= Thomas Bauman =

American musicologist

Thomas Bauman (born March 10, 1948) is an American musicologist and Professor of Musicology at Bienen School of Music at Northwestern University. He is an expert on German opera, film music, Mozart, and African American theatrical history.

He earned his PhD at the University of California, Berkeley in 1977 with a dissertation on the Seyler Theatre Company. He has received National Endowment for the Humanities Fellowships, a Pew Foundation Grant, and an Andrew Mellon Faculty Fellowship at Harvard University.

He was a contributor to The Oxford Illustrated History of Opera (Oxford University Press, 1993), and the New Grove Dictionary of Opera (Macmillan, 1992). He is particularly known for his monograph North German Opera in the Age of Goethe (Cambridge University Press, 1985).
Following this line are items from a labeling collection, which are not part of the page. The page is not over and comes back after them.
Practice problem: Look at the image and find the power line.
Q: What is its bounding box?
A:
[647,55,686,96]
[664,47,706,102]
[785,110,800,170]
His monograph The Pekin: The Rise and Fall of Chicago’s First Black-Owner Theater (University of Illinois Press, 2014) was considered "an important contribution to the field" by Choice.

==Selected works==
- Music and Drama in Germany: A Traveling Company and Its Repertory, 1767–1781, PhD dissertation on the Seyler Theatre Company, University of California, Berkeley, 1977
- North German Opera in the Age of Goethe, Cambridge University Press, 1985)
- W. A. Mozart's Die Entführung aus dem Serail, Cambridge University Press, 1987
- The Pekin: The Rise and Fall of Chicago’s First Black-Owner Theater, University of Illinois Press, 2014).